We can look at Boston's recent model for competing for championships as the exception to the rule.

Allen, Pierce, and Garnett were individually great, but couldn't win it all. Together, they were able to put aside their individual stardom to bring Boston its 16th championship.

Most championship teams are built over time, not thrown together over an offseason.

It seems to be a forgone conclusion that wherever LeBron goes, that team will make the playoffs in the first year.

If they haven't won a championship by the third or fourth year at the most, people will start to question why they signed LeBron in the first place. He was expected to win in Cleveland, and he only got them so far by himself.

If he happens to sign anywhere other than Cleveland, he won't be able to cite a lack of surrounding talent as a reason for failing to deliver a championship.

 

Overshadowing Instead of Complementing Teammates

No matter where LeBron goes, it will instantly become his team.

The Bulls are no longer Derrick Rose's team.

Eric Gordon won't be the future of the Clippers.

The Heat becomes the LeBron show featuring Bosh and Wade.

The Nets and Knicks are the only teams without viable franchise players, unless you count the severely underrated Brook Lopez in New Jersey and newly signed Stoudemire in New York.

It is already apparent that he is the franchise player for Cleveland, and leaving the team will create a long fall for the Cavs without anyone to pick up the slack.

The team may win a championship, but it will be credited to him more than the supporting cast.

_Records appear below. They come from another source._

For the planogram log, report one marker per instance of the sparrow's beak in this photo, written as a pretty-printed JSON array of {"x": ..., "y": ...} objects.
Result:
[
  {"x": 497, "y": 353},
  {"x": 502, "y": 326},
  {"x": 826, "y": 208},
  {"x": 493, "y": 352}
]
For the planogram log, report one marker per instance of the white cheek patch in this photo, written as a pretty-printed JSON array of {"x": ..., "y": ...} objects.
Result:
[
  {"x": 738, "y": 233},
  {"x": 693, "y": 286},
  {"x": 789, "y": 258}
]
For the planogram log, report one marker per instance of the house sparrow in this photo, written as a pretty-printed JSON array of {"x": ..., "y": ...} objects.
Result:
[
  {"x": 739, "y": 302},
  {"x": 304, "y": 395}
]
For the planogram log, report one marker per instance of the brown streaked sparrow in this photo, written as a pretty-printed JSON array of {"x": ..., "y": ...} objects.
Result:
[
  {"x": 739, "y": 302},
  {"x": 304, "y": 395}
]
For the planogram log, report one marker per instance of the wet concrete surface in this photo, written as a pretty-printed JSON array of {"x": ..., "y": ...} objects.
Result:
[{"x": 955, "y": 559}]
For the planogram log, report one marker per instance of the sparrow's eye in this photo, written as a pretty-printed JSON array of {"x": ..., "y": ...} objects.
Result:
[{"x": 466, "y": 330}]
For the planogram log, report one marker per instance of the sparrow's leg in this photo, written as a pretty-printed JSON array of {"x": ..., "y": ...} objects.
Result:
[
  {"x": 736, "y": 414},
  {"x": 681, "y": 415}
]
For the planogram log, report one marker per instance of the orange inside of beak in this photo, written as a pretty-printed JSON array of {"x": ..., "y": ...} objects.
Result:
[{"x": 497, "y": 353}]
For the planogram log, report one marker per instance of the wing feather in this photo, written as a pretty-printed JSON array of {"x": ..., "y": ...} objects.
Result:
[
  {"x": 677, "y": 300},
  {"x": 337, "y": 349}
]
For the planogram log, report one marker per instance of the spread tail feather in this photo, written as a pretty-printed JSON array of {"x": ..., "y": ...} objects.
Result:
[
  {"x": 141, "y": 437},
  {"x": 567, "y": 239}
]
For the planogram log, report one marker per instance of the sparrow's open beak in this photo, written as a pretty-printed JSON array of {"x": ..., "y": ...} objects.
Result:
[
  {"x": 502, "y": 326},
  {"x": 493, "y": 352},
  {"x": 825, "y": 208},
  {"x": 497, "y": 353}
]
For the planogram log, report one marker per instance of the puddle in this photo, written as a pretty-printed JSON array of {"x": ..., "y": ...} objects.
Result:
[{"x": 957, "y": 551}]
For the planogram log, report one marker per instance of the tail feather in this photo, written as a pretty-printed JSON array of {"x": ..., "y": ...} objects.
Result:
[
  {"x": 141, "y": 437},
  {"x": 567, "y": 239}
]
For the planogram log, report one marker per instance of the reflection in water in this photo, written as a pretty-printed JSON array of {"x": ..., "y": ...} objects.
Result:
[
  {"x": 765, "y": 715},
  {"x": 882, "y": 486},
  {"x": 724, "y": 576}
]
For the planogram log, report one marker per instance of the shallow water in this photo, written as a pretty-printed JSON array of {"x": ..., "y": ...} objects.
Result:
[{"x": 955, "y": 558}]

Sure, Jordan had Scottie Pippen, but it isn't Pippen's silhouette donning every stitch of his own brand of Nike apparel.

Does anyone so readily recall Horace Grant or John Paxson in remembering the Bulls' six NBA championships?

Rose and Gordon are notable in their own right, but with LeBron around they become footnotes in whatever history he writes.

 

Chasing History Against All Odds

To go along with the expectation to win from the start of his career with his new team, LeBron has to overcome the delayed start in his quest for a championship.

LeBron just finished his seventh season. Jordan won his first title in his seventh year, and Kobe already had three after his seventh year.

Kobe is still chasing Jordan's six titles, while LeBron struggles to not end up like Karl Malone, Patrick Ewing, Charles Barkley, George Gervin, John Stockton, or any of the other greats that could win even one title.

What if he fails to win a championship with his new team, or worse Cleveland finds a way to rebound and win one without him?

He may have all the endorsements and statistical accolades, but how easily forgotten are the players without the hardware to show for it.

 

Bigger than Basketball and the NBA

It isn't a stretch to say that without the NBA, LeBron wouldn't be the so-called global icon that he is today.

He may have made a lot of money playing overseas, but it is unlikely that he'd have the same exposure that playing in the NBA has afforded him.

With this press conference and premeditated delay in his decision, LeBron is essentially saying that he is bigger than the NBA and basketball.

There is a reason the media has dubbed him LeFavre, as only Brett Favre has held his league, his sport, and the media hostage with as much or more success.

LeBron is making his acceptance of some absurd amount of money from one of a handful of teams into a spectacle for his own benefit.

The NBA gets press at the same time, but for all the wrong reasons.

With a lockout on the horizon, the league is worried about a stoppage in play, while LeBron begins counting his guaranteed millions before then.

The world eagerly awaits what LeBron has to say for himself and where he intends to continue his already statistically illustrious career.

Only time will tell whether his decision proves to be a good one, but for right now he is at the top of the list of professional athletes getting too much face-time.

At least he bought the ad-space for his hour-long press conference and donated the proceeds to charity.

We wouldn't want it to be all about LeBron, right?